In October 2010, the UK’s coalition Government announced plans to apportion £900 million to target tax fraud in its spending review, in a bid to recover a £7 billion deficit in public finances.
Large companies are being examined more closely and private debt collectors have been instructed to help recuperate lost revenue.
But what impact does this have on small businesses? Should small business owners be worrying about the possibility of defending themselves against a HMRC investigation?
Ex-tax inspector Nicholas Parkes believes that anybody running a business – no matter what size – should be concerned. He adds: “In the Revenue, we always believed you could pick up any file and find something.”
So what actually prompts a tax investigation?
Mr Parkes states that over 7% of tax investigations are triggered by chance “so HMRC can check that they are targeting their inspections properly and also so that nobody feels safe”.
Yet the overwhelming majority happen when HMRC strongly suspects that there’s something amiss.
The theory is quite simple: companies that keep clear, concise records and declare everything should be safe. But, when errors arise, ignorance is no defence, so it is imperative that businesses are conscious of completing their returns on time.
In even simpler terms, don’t give HMRC a reason to suspect any wrongdoing!
Another trigger is abnormal fluctuations in figures – where a business’ figures drastically change from one year to the next. Though, these queries are more likely to lead to an “aspect enquiry” rather than an investigation.
Maybe you own a company that specialises in property lettings and your repair or maintenance expenses are very high one year; HMRC may want to find out why!
It is important that every business uses the extra space on their tax return form to full effect by explaining any anomalies in turnover or profit.
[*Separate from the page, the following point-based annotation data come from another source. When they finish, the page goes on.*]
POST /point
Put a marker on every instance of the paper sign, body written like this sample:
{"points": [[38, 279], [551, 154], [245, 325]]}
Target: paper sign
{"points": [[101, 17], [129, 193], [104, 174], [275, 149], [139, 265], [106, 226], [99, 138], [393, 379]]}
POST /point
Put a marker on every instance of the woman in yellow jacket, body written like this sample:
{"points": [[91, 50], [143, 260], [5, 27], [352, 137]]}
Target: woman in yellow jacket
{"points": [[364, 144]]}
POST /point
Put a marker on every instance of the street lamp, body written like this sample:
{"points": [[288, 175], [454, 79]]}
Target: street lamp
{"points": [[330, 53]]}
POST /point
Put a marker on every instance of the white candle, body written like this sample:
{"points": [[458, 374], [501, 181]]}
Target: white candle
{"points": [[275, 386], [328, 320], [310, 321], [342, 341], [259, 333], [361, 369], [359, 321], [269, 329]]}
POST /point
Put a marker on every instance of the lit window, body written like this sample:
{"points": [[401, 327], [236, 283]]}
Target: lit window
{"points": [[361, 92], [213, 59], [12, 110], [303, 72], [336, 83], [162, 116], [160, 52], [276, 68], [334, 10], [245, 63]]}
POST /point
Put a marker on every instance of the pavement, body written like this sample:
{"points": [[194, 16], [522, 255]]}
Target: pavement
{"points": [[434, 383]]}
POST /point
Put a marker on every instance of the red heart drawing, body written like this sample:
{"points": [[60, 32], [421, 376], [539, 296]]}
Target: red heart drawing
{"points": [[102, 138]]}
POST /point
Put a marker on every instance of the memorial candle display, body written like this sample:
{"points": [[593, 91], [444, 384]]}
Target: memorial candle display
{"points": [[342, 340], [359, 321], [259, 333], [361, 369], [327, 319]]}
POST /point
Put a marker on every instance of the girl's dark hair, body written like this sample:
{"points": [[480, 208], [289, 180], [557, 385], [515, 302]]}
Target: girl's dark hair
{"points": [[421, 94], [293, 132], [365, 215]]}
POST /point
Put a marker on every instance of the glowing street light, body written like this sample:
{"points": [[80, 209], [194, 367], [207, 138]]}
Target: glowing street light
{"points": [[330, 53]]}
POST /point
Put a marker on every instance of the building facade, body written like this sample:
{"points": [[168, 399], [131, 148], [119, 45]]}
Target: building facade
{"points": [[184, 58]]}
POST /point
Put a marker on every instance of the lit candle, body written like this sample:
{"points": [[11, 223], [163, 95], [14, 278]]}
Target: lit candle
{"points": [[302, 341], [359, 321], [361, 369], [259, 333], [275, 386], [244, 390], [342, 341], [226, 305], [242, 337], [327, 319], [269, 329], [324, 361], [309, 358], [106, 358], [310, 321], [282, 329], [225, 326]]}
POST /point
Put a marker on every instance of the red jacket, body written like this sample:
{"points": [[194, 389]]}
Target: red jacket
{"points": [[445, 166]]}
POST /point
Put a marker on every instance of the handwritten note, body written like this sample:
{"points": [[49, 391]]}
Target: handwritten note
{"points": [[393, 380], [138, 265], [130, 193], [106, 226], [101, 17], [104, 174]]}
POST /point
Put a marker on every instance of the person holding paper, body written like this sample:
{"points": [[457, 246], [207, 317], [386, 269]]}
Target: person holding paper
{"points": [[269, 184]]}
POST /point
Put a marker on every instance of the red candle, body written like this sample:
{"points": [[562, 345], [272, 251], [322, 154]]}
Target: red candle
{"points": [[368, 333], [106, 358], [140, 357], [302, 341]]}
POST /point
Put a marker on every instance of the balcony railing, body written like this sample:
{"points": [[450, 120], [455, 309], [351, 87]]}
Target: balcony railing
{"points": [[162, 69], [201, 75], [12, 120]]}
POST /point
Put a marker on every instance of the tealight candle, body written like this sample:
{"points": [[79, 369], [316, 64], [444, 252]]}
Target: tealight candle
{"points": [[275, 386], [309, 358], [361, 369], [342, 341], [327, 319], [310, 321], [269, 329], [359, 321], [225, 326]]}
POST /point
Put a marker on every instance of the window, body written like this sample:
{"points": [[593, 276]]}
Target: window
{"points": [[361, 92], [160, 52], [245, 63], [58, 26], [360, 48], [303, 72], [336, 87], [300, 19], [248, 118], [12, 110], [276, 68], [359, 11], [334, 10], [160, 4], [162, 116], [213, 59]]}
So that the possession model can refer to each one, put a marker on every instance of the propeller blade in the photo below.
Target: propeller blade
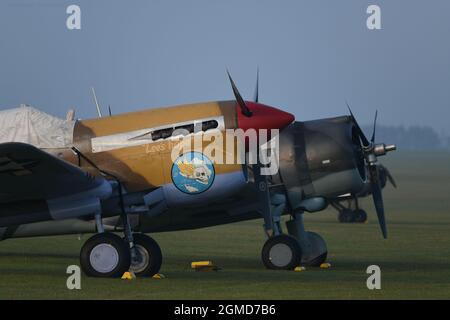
(257, 86)
(244, 109)
(390, 178)
(374, 127)
(378, 199)
(361, 134)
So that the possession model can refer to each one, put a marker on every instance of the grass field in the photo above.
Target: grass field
(414, 260)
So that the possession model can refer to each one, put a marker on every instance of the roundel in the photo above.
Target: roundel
(193, 173)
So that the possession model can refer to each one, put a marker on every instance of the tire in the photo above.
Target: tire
(360, 216)
(105, 255)
(281, 252)
(346, 216)
(150, 255)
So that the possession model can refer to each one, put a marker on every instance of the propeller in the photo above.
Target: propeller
(244, 109)
(388, 176)
(255, 99)
(371, 151)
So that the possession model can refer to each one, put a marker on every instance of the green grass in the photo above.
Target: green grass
(414, 260)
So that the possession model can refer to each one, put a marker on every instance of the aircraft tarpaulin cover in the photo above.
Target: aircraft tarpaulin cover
(30, 125)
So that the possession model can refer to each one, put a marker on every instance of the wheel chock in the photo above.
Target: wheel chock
(204, 266)
(128, 275)
(299, 269)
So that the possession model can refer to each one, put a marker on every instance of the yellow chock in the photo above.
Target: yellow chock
(299, 269)
(204, 266)
(129, 275)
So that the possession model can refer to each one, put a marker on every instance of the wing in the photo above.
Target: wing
(36, 186)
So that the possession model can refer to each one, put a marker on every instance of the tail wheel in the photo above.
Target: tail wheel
(346, 216)
(105, 255)
(148, 258)
(281, 252)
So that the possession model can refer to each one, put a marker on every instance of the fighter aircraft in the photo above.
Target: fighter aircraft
(116, 174)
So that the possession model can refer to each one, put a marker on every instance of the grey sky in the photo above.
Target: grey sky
(313, 55)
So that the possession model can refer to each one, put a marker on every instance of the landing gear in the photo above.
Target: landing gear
(346, 216)
(300, 247)
(148, 258)
(281, 252)
(105, 255)
(351, 213)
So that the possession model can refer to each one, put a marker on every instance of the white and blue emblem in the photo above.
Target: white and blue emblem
(193, 173)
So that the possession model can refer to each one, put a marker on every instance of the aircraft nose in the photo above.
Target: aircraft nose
(263, 117)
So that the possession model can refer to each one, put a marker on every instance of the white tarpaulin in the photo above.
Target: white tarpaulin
(29, 125)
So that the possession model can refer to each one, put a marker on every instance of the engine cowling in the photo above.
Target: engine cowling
(321, 158)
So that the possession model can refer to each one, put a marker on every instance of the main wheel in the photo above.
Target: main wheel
(105, 255)
(148, 259)
(281, 252)
(360, 216)
(346, 216)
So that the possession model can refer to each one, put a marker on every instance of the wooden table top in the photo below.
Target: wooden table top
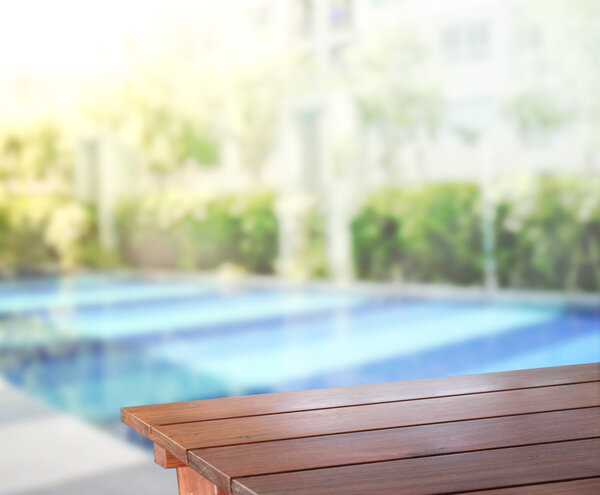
(518, 432)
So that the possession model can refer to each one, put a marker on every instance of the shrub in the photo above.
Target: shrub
(195, 231)
(43, 230)
(548, 234)
(426, 234)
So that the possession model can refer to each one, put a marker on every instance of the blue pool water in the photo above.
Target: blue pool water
(91, 344)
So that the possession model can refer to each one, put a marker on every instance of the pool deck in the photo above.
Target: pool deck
(71, 457)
If you cover all bases, then you shouldn’t have any reason for concern.
Good records, tidy accounts and clear tax returns
HMRC have gained more power in recent years and can now use information from third parties, stricter penalty regulations and even the right to search premises to their advantage – placing businesses under greater levels of scrutiny than ever before.
In addition to this, all companies are now legally obligated to file their tax returns online; allowing HMRC to use its own proprietary software to evaluate these documents and compare them with sector averages.
So what other factors can trigger an investigation? Well, cash-based businesses and companies within construction industry are notorious for raising eyebrows with HMRC.
And a lot can depend on the credibility and skills of your accountant. If your accountant is meticulous and able to spot potential obstacles, then this will stand you in good stead. However, you can’t put all of your eggs in one basket – an accountant’s work is only as good as the records they are handed over.
What happens in a tax inspection?
If your business is inspected, HMRC will take away all of your records and then return with questions. Usually they take one year’s accounts, but if they uncover any deception then they can go back by five years or more. In this case, they can raise penalties of up to 100% of any tax that is outstanding. But if an honest mistake has been made, there is the opportunity for a reduction.
That said many investigations find nothing amiss meaning there’s nothing to pay, so there is just the inconvenience to take into account.
Here are the three most important things that you can do to increase your chances of avoiding a HMRC tax investigation:
1) Ensure that your tax returns are submitted on time.
2) Make sure all of the information submitted is as accurate and comprehensive as possible.
3) Use the extra space to explain any fluctuations, as big variations in turnover or profit can arouse suspicion.